Shepherd's Pie
4 large potatoes, peeled and cubed(used red potatoes)
1 tablespoon butter
1 tablespoon finely chopped onion
1/4 cup shredded Cheddar cheese(used 1/3cup)
salt and pepper to taste
5 carrots, chopped(used about 20-30 baby carrots)
1 tablespoon vegetable oil
1 onion, chopped
1 pound lean ground beef
2 tablespoons all-purpose flour
1 tablespoon ketchup
3/4 cup beef broth
1/4 cup shredded Cheddar cheese (used 1/3 cup)
(4 dashes worchestershire)
1 can peas drained
Directions
1.Bring a large pot of salted water to a boil. Add potatoes and cook until tender but still firm, about 15 minutes. Drain and mash. Mix in butter, finely chopped onion and 1/4 cup shredded cheese. Season with salt and pepper to taste; set aside.

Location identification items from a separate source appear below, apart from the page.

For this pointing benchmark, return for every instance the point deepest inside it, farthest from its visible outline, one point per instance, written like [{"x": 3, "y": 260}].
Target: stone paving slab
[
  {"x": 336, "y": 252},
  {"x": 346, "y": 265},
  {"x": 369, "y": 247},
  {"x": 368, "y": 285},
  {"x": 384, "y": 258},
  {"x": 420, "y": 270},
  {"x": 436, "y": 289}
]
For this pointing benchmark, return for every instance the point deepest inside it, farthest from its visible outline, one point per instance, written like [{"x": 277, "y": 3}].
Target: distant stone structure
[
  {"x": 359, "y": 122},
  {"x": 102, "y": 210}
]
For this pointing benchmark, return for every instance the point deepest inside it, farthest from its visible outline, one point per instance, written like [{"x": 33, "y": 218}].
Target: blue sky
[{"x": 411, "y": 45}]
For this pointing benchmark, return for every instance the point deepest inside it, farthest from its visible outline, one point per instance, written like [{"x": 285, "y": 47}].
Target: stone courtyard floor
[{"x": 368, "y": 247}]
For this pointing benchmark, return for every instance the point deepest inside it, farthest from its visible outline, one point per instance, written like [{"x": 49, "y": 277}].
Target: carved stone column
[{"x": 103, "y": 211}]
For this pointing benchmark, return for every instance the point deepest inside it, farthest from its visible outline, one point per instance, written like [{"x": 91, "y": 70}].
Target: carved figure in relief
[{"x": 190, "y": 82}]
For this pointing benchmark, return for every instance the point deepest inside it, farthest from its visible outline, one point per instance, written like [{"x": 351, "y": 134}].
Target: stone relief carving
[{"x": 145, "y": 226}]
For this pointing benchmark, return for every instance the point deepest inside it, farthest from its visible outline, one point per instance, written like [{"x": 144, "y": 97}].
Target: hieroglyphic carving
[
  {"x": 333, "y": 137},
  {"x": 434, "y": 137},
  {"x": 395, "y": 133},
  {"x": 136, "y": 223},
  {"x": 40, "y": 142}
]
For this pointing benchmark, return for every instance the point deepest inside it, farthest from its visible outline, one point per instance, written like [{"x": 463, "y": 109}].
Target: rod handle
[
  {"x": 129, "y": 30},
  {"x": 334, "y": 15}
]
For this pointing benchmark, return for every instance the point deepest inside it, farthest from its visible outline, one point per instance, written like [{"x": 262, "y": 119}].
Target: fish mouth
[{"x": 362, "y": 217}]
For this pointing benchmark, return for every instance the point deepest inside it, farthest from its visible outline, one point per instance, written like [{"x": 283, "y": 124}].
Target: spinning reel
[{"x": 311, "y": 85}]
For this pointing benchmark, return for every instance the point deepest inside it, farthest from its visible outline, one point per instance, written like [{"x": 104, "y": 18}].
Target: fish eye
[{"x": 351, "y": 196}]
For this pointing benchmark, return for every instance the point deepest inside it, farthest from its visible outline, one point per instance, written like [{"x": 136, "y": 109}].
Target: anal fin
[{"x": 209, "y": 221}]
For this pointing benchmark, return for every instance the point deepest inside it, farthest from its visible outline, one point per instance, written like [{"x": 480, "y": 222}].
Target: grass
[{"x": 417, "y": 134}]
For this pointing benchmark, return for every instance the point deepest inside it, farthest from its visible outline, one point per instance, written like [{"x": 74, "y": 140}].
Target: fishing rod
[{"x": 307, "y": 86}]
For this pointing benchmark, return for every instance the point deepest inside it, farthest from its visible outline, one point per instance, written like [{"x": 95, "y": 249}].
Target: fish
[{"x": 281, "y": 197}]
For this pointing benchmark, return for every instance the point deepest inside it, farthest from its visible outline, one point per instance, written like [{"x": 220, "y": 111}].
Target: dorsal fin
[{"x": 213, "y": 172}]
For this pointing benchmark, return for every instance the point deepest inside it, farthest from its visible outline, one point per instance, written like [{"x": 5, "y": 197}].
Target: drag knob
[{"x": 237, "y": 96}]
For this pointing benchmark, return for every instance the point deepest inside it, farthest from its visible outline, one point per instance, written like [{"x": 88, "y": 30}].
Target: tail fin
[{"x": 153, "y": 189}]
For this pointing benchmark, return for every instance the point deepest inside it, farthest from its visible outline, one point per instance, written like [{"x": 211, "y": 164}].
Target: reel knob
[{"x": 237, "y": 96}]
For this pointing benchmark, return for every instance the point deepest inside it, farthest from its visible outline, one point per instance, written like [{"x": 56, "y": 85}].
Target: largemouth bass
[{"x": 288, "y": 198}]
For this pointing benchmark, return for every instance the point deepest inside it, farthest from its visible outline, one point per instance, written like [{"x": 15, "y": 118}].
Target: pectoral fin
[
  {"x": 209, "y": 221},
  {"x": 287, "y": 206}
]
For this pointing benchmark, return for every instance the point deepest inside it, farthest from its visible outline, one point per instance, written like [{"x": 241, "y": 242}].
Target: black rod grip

2.Bring a large pot of salted water to a boil. Add carrots and cook until tender but still firm, about 15 minutes. Drain, mash and set aside. Preheat oven to 375 degrees F (190 degrees C.)
3.Heat oil in a large frying pan. Add onion and cook until clear. Add ground beef and cook until well browned. Pour off excess fat, then stir in flour and cook 1 minute. Add ketchup and beef broth. Bring to a boil, reduce heat and simmer for 5 minutes.
4.Spread the ground beef in an even layer on the bottom of a 2 quart casserole dish. Next, spread a layer of mashed carrots. Top with the mashed potato mixture and sprinkle with remaining shredded cheese.
5.Bake in the preheated oven for 20 minutes, or until golden brown.
This was SO delicious!! It was my first time making it and it definitely won't be my last. It was very hearty and filling. I am pondering skipping the whole carrots step and just buying canned...It certainly would save a little time. Cayleigh gobbled down a very good portion and she isn't usually a fan of beef. Thanks allrecipes!